Clin Res Cardiol (2022). https://doi.org/10.1007/s00392-022-02002-5

Cognitive Function in Tricuspid Regurgitation Patients Undergoing Transcatheter Valve Repair

M. Gercek1, A. A. Irimie2, M. Gerçek3, H. Fox1, V. Rudolph1, K. Friedrichs1
1Allgemeine und Interventionelle Kardiologie/Angiologie, Herz- und Diabeteszentrum NRW, Bad Oeynhausen; 2Klinik für Neurologie, Klinikum Herford, Herford; 3Klinik für Thorax- und Kardiovaskularchirurgie, Herzzentrum Duisburg, Duisburg;

Background

Tricuspid regurgitation is known to be associated with impaired cognitive function in addition to quality of life and exercise capacity decline. Transcatheter tricuspid valve interventions (TTVR) are addressing the urgent need for novel treatment options of tricuspid regurgitation particularly in patients with high surgical risk, and showing promising results so far. Therefore, this study examined the impact of TTVR on cognitive function, quality of life and exercise capacity.

Methods

Cognitive function assessment (executive, naming, memory, attention, language, abstraction, orientation) was performed with standardized Montreal Cognitive Assessment test (MoCA) in 37 patients with at least severe tricuspid regurgitation and symptomatic heart failure (NYHA ≥ II) before and 3 months after transcatheter tricuspid valve intervention alongside with echocardiographic controls and assessment of exercise capacity and quality of life.

Results

Mean patient age was 79.3 ± 5.4 years and 51.4% were female. Technical success could be achieved in all cases. 9 patients showed a reduction of tricuspid regurgitation less than 2 grades (tricuspid regurgitation ≥ 3 at follow up 13.5%; p<0.001). Overall cognitive function improved significantly (from 20.0 ± 4.5 to 22.3 ± 4.2) with particularly significant improvements in the subcategories executive function (p=0.001), naming (p=0.005) and abstraction (p<0.001).

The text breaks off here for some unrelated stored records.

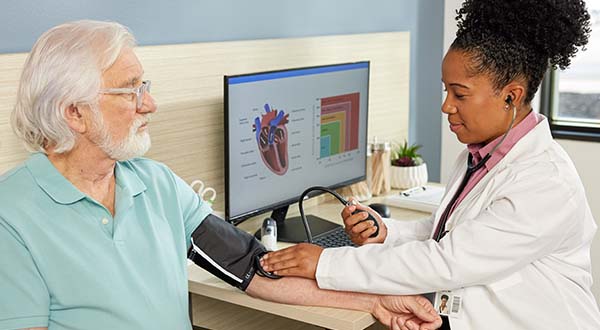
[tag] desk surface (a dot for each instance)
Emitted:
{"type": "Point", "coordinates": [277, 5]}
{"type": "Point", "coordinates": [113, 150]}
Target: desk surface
{"type": "Point", "coordinates": [203, 283]}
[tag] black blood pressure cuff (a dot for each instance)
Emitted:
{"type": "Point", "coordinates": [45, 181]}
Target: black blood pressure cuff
{"type": "Point", "coordinates": [226, 251]}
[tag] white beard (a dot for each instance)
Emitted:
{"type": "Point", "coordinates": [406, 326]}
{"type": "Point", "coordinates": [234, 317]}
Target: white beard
{"type": "Point", "coordinates": [134, 145]}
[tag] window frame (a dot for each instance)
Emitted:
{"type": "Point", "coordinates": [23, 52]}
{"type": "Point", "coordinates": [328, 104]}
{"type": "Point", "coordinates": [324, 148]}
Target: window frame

The walked distance (from 283.9 ± 92.5 m to 316.7 ± 93,8 m, p=0.002) and quality of life (MLHFQ-Score from 30.8 ± 16.8 to 22.5 ± 12.6, p=0.005) showed also significant improvements 3 months after TTVR transcatheter intervention for tricuspid regurgitation.

Discussion

Our study shows significant improvement in cognitive function, exercise capacity and quality of life. Since heart failure and severe tricuspid regurgitation are associated with impaired cardiac output and a reverse venous flow/pressure, TTVR that has been shown to increase hemodynamic performance may lead to an improved cerebral perfusion which could explain our improvements in cognitive function. Eventually, the improved heart failure symptoms, exercise capacity and cognitive function are reflected in the correspondingly improved quality of life.

Conclusion

Cognitive function can be significantly improved in patients with tricuspid regurgitation undergoing transcatheter tricuspid valve intervention.